Peter Rheuben

Personal information
- Nationality: Australia
- Born: 1931 Sydney
- Died: 4 April 2014, aged 83

Sport
- Sport: Lawn bowls
- Club: Ryde BC

Medal record
Representing Australia
World Outdoor Championships
| Gold medal – first place | 1980 Melbourne | Men's pairs |
| Silver medal – second place | 1980 Melbourne | Men's team |
Commonwealth Games
| Bronze medal – third place | 1982 Brisbane | Men's pairs |

= Peter Rheuben =

Australian lawn bowler (1931–2014)

Peter Alan Rheuben (1931–2014) was an Australian international lawn bowler.

==Bowls career==
===World Championship===
Rheuben won the pairs gold medal at the 1980 World Outdoor Bowls Championship in Frankston, Victoria with bowls partner Alf Sandercock.
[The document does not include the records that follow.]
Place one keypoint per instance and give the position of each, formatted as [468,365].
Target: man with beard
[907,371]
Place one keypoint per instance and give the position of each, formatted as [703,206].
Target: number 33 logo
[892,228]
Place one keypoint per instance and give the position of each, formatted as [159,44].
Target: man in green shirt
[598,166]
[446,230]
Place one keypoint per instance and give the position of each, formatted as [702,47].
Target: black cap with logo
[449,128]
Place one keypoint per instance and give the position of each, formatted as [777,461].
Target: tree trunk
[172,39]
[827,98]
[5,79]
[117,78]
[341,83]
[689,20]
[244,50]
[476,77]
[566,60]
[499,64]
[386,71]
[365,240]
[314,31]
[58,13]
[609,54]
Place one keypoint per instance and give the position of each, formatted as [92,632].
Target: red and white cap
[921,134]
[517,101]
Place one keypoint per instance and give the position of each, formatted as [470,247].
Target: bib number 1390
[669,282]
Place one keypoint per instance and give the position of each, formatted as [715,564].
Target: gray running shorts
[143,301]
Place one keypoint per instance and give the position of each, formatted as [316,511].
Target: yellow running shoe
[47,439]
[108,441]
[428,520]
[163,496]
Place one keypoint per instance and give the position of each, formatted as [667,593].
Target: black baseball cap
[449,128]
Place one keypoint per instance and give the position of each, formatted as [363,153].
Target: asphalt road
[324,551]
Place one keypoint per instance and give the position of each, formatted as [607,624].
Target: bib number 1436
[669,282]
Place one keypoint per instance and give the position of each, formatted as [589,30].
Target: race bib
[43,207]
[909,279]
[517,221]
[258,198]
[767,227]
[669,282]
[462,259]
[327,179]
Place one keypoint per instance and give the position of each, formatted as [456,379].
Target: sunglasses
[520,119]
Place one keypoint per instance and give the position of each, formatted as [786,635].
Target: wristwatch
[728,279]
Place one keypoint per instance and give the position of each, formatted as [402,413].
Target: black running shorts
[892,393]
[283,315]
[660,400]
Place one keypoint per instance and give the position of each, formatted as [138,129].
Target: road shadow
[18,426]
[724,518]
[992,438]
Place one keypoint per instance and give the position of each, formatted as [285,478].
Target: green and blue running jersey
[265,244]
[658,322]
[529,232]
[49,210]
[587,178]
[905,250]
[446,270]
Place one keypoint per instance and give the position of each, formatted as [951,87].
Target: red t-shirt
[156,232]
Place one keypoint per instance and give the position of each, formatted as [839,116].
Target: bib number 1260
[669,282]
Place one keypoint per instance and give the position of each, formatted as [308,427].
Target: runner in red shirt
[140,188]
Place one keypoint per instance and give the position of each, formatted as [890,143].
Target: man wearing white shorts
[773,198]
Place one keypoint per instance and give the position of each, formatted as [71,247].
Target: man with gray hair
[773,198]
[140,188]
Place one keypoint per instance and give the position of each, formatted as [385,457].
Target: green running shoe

He also won a silver medal in the team event (Leonard Trophy).

===Commonwealth Games===
Rheuben represented Australia at the 1974 British Commonwealth Games in Christchurch, New Zealand and the 1982 Commonwealth Games where he won a bronze medal in the pairs with Denis Dalton.

==Personal life==
He was a company director by trade and also represented Eastwood Rugby Club and New South Wales in rugby union against the British Lions in 1953.

==Awards==
He was inducted into the Australian Hall of Fame.